Curious Soul
Home Projects Writing Resume collaborate ↗
Writing

How I built a tool to solve my own visa problem

The tech industry moves fast and sometimes it moves you out the door before you're ready. I faced two layoffs in three years, both due to restructuring and funding issues that had nothing to do with my work. The first one knocked me down hard. I spent weeks convinced my career was over, that the timing was wrong, that the market was impossible. The second one hit differently. By then I'd learned something: waiting for the right circumstances is a losing strategy. You have to build your way out.

The problem with the standard H1B playbook
For most international candidates in the US, the H1B process feels like a lottery you just have to accept. You apply to large companies, hope your number gets drawn in the annual cap, and if it doesn't, you start the cycle over. What most people don't realize or don't act on is that a significant category of employers exists entirely outside that lottery.

Cap-exempt employers universities, nonprofits, certain research institutions and teaching hospitals can sponsor H1B visas year-round with no cap and no lottery. The problem is there's no clean, searchable directory of them. The data exists, but it is buried in Department of Labor LCA disclosure files: multi-year Excel spreadsheets with inconsistent formatting, thousands of rows, and no obvious way to filter for what actually matters: which organizations have a real track record of sponsoring, and are they currently hiring for roles like mine?

Job boards like HigherEdJobs and Idealist exist, but they don't solve the core problem. In today's restrictive market, many nonprofits aren't sponsoring at all. What I needed was a ranked list of employers with proven sponsorship history, linked directly to where their jobs actually live.

Building the pipeline
The system downloads three years of DOL LCA data, parses each file to identify cap-exempt employers using NAICS codes and keyword filters, aggregates H1B petition counts by employer across years, and ranks the top sponsors.
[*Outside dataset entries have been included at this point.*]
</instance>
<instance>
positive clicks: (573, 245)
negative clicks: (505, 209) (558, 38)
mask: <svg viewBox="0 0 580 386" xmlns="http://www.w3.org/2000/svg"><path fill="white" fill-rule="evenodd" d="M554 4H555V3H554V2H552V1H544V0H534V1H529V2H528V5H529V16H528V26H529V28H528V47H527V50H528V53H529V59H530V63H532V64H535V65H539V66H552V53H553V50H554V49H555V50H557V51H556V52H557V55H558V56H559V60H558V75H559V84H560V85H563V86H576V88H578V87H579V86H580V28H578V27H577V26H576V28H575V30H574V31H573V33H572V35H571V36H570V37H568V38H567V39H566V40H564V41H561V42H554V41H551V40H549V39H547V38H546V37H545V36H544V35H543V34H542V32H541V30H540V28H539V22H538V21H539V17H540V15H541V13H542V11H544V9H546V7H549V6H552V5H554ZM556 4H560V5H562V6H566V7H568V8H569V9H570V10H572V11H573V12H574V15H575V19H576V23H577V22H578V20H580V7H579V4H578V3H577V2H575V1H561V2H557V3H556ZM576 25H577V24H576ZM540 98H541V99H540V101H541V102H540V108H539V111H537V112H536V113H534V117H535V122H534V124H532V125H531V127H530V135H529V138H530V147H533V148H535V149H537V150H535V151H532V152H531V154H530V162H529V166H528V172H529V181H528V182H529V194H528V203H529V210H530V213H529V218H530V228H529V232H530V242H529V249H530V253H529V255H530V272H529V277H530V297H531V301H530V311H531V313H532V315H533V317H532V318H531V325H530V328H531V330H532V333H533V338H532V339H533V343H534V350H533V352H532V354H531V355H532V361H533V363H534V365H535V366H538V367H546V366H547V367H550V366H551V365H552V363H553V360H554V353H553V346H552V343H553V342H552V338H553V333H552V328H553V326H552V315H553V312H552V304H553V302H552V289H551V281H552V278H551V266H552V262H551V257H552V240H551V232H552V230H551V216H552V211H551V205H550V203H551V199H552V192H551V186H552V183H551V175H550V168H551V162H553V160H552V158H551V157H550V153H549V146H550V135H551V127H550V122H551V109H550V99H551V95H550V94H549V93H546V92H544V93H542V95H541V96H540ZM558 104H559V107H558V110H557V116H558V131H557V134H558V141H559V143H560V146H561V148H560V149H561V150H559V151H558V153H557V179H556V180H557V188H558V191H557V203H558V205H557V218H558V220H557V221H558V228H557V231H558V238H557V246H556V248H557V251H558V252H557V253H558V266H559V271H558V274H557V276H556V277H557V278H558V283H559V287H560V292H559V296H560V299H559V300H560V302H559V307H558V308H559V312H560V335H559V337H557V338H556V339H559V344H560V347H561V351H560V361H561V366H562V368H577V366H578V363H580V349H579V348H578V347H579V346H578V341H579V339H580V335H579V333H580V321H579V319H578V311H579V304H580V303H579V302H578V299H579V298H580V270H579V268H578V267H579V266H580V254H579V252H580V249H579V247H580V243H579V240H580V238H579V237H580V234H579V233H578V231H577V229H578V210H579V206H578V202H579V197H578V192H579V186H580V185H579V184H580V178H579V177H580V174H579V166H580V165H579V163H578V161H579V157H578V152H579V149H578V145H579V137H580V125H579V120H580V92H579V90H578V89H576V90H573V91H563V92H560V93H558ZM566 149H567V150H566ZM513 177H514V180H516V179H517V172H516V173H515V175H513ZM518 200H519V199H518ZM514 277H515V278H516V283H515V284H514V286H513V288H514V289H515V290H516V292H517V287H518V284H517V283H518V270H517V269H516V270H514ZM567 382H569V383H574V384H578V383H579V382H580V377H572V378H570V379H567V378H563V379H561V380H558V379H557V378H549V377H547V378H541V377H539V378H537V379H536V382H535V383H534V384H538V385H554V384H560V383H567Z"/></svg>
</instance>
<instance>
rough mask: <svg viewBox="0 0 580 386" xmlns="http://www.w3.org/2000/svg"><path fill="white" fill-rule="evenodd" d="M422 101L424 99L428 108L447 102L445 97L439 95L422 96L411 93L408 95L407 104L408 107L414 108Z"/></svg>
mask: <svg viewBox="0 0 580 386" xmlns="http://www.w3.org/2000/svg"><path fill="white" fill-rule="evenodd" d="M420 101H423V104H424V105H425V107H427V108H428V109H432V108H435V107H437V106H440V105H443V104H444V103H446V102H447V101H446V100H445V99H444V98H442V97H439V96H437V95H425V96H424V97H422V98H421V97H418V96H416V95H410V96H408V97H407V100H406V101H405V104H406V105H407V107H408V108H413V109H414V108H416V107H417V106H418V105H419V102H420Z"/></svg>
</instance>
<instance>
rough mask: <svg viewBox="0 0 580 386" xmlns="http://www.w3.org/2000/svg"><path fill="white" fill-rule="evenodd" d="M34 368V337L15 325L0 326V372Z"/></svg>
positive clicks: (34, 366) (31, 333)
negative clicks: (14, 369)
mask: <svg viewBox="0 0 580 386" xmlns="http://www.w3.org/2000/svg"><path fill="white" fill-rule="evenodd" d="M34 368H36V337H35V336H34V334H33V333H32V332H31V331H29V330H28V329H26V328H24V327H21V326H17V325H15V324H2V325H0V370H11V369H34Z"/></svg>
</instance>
It then uses the Serper Google Search API to locate each employer's careers page and writes everything to a clean CSV.

The filtering logic is a hybrid: NAICS prefixes for higher education, hospitals, and membership organizations, combined with employer name keywords like "university", "medical center", "institute", "national laboratory". Neither approach alone is sufficient; the combination catches what either misses.

Finding clean careers page URLs turned out to be the most fragile step. Direct Google scraping triggers bot detection. Serper's API solves that, but the results still require filtering: aggregator sites like LinkedIn, Indeed, and Glassdoor get blocked, and URL paths are checked for careers or jobs keywords to improve link quality.

The insight I didn't expect
I went into this project thinking the hard problem was finding job listings. It wasn't. The hard problem is knowing which employers are worth applying to in the first place.

Most candidates waste enormous energy applying broadly across hundreds of companies with no sponsorship history, inconsistent hiring patterns, and no real fit signal. Narrowing the universe first to organizations that have actually sponsored H1Bs consistently over three years changes the entire strategy. You apply to fewer places with much higher precision.

The output isn't exciting to look at. It's two CSV files. But what those files represent is a fundamentally different way of approaching an international job search: evidence-based, not luck-based.

What's next
A searchable frontend UI so anyone can filter by state, industry, and H1B sponsorship volume without touching a spreadsheet. And an extension to the job scraping layer more reliable extraction from the university and nonprofit portals that the current Playwright scraper struggles with.